По мнению биографа Х. Лебейли, поведение Кэрролла объясняется, прежде всего, крайней независимостью характера, стремлением самому, в соответствии со своим разумением и своей совестью, принимать решения и контролировать ситуацию. Он избегал всего, что могло быть ему навязано (до такой степени, что даже не хотел, чтобы ему назначали время встречи, ограничивая тем самым его свободу). А что может быть менее обязывающим, менее требовательным, чем общение с детьми?

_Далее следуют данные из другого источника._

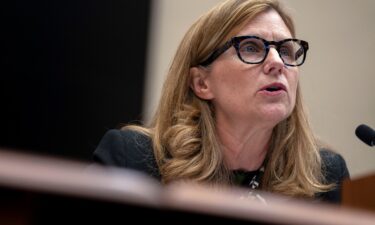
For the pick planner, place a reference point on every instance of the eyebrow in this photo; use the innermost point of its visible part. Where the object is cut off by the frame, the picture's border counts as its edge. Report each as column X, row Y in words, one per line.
column 262, row 35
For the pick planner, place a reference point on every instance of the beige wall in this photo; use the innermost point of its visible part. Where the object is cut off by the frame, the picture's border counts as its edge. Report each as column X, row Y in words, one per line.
column 337, row 79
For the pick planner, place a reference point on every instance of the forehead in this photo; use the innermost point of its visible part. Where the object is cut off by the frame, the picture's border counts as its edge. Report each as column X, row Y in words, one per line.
column 268, row 25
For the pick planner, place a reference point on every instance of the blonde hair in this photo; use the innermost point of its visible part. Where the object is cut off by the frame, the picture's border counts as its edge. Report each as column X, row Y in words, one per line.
column 183, row 128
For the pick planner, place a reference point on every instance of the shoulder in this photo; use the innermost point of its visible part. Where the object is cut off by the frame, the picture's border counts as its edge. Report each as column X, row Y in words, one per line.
column 333, row 166
column 335, row 172
column 127, row 149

Самым невинным из всех увлечений Кэрролла, с точки зрения викторианской морали, казалось его увлечение маленькими девочками. Именно это увлечение, такое уместное для сказочника, и подняли на щит викторианские мемуаристы и биографы. Кто мог знать, что в следующем веке все встанет с ног на голову и любовно наведенный современниками «хрестоматийный глянец» отольется в столь рискованные формы! В Викторианскую же эпоху считалось, что до четырнадцати лет девочка остается ребенком и, соответственно, до этой поры стоит выше всего земного и грешного. Образ девочки воплощал для викторианцев чистоту и невинность, красота детского тела воспринималась как асексуальная, божественная, изображения обнаженных детей были весьма обычны для того времени.

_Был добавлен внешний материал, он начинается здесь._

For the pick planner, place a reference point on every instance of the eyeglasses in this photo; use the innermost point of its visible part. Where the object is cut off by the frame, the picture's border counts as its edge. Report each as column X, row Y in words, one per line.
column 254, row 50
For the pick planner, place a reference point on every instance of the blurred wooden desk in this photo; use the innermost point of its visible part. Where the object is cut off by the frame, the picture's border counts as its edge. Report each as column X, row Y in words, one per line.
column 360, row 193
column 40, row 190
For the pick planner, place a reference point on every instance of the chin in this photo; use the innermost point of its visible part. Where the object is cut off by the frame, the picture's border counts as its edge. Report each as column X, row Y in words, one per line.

«Сам Кэрролл считал свою дружбу с девочками совершенно невинной; у нас нет оснований сомневаться в том, что так оно и было. К тому же в многочисленных воспоминаниях, написанных позже его маленькими подружками, нет и намека на какое-либо нарушение приличий. В наши дни Кэрролла порой сравнивают с Гумбертом Гумбертом, от чьего имени ведется повествование в «Лолите» Набокова. Действительно, и тот и другой питали страсть к девочкам, однако преследовали они прямо противоположные цели. У Гумберта «нимфетки» вызывали плотское желание. Кэрролла же потому и тянуло к девочкам, что в сексуальном отношении он чувствовал себя с ними в полной безопасности. От других писателей, в чьей жизни не было места сексу (Торо, Генри Джеймс), и от писателей, которых волновали девочки (По, Эрнест Даусон), Кэрролла отличает именно это странное сочетание полнейшей невинности и страстности. Сочетание уникальное в истории литературы», — пишет Мартин Гарднер, автор «Аннотированной Алисы»1.
1Гарднер М. Аннотированная Алиса., N. Y.: Clarkson N., Poier Inc., 1960.